Solution Approach 2:
The system incorporates feedback loops where production outcomes and actual demand data are fed back into the demand planning engine to continuously refine prediction accuracy. This feedback mechanism enables the system to learn from past performance and improve future predictions, reducing crop waste progressively while maintaining a moderate level of automation that adapts over time.

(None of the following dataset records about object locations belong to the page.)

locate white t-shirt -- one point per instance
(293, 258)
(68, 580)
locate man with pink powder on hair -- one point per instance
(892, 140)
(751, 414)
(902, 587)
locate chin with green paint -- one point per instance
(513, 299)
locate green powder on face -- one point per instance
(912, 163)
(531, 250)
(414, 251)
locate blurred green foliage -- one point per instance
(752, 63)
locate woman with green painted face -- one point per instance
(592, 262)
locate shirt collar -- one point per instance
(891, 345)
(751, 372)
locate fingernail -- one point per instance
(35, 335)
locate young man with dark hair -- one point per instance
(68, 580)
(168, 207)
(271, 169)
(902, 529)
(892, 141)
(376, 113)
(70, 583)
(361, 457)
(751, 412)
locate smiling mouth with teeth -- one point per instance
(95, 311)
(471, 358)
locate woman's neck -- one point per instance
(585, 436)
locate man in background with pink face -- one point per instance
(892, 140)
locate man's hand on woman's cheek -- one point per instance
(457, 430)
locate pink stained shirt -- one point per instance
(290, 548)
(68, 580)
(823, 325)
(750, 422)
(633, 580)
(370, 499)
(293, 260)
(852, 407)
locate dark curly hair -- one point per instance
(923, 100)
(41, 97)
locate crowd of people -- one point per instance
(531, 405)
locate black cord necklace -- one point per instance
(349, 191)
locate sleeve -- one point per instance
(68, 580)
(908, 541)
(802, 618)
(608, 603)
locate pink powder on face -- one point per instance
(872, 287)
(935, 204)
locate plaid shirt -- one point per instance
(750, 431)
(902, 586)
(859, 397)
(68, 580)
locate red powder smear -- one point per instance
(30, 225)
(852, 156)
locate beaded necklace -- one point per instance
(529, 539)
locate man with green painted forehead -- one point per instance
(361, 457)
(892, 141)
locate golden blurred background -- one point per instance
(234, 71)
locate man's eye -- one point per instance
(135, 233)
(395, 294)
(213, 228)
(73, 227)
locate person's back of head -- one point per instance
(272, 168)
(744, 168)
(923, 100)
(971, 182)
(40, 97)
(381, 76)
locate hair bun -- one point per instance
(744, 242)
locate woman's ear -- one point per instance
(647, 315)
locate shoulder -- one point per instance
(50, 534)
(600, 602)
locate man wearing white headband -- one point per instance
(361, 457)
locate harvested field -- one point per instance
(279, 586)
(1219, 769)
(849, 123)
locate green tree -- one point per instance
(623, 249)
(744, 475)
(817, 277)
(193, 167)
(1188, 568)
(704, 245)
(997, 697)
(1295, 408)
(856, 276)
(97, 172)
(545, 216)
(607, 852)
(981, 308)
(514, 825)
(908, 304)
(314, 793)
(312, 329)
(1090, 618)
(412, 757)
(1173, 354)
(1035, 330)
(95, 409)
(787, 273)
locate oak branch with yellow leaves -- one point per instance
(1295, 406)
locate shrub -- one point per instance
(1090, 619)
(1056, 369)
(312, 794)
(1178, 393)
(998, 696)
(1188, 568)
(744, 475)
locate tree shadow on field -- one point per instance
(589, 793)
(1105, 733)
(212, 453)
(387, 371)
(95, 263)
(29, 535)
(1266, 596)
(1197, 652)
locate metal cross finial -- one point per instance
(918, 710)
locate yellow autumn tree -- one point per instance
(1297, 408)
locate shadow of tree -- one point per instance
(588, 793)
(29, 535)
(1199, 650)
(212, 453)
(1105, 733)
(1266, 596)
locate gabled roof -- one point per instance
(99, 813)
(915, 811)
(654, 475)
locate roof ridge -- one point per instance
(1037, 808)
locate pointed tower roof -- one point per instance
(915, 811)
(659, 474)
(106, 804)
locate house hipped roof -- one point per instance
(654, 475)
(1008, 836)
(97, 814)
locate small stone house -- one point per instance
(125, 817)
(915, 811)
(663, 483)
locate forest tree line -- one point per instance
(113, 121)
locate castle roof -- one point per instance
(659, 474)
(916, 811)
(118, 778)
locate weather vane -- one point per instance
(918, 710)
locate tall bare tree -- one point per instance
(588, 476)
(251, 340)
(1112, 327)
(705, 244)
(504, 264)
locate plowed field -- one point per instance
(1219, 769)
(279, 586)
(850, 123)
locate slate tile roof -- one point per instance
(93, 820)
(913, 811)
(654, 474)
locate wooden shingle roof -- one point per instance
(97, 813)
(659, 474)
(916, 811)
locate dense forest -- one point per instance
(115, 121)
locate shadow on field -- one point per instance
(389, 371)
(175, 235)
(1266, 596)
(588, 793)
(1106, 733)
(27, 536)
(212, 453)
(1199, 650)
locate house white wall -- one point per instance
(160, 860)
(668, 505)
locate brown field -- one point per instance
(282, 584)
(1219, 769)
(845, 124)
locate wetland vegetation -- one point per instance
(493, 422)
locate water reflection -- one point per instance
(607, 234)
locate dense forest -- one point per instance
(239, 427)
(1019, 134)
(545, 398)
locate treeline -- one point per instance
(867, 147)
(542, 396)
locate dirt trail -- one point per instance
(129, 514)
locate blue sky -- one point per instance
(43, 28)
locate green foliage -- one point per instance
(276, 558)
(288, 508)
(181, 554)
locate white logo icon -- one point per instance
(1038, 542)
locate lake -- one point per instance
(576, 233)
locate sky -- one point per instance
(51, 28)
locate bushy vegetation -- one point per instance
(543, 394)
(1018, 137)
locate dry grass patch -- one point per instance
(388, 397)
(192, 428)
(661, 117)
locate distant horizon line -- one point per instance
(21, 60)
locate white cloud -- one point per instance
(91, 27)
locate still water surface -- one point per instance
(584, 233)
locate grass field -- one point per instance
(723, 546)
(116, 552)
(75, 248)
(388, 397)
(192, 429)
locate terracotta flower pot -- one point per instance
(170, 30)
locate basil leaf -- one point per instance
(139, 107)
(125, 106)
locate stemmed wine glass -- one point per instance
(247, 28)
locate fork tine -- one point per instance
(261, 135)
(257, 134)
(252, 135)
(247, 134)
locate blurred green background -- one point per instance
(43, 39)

3Adaptability or versatility
If conventional approaches are used, then system simplicity is maintained, but adaptability to changing environmental conditions deteriorates
Solution Approach 1:
The production management system dynamically adjusts crop production instructions based on real-time environmental data and changing demand conditions. The system can modify planting schedules, harvest timing, and allocation decisions in response to environmental variations, enabling adaptability through dynamic control mechanisms that respond to changing conditions without requiring complete system redesign.
4Measurement precision
If demand prediction is implemented, then crop allocation accuracy improves, but information processing requirements increase
Solution Approach 1:
The demand planning engine extracts only the essential and relevant features from the input order data that are necessary for accurate demand prediction. By identifying and processing only the critical information elements rather than analyzing all available data, the system achieves high allocation accuracy while minimizing unnecessary data processing load and information loss.
Data Source
AI summary
Methods and systems are disclosed configured to control the planting, application of pesticides, and harvesting of greenhouse crops, such as herbs. The greenhouse may include a variety of sensors, such as moisture sensors, ph sensors, and/or CO2 sensors. Unmanned vehicles may be utilized to capture crop images, and a learning engine may be used to determine the size of greenhouse crops. Such sensor data may be used to predict crop availability. A prediction engine may be utilized to predict demand for greenhouse crops using current and historical orders for greenhouse crops. Greenhouse crop production instructions may be generated and transmitted to a greenhouse computer system to cause crops to be sown or harvested. Pallet loading instructions may be generated regarding the loading of specified quantities of crop packs on respective pallets for shipment to a destination.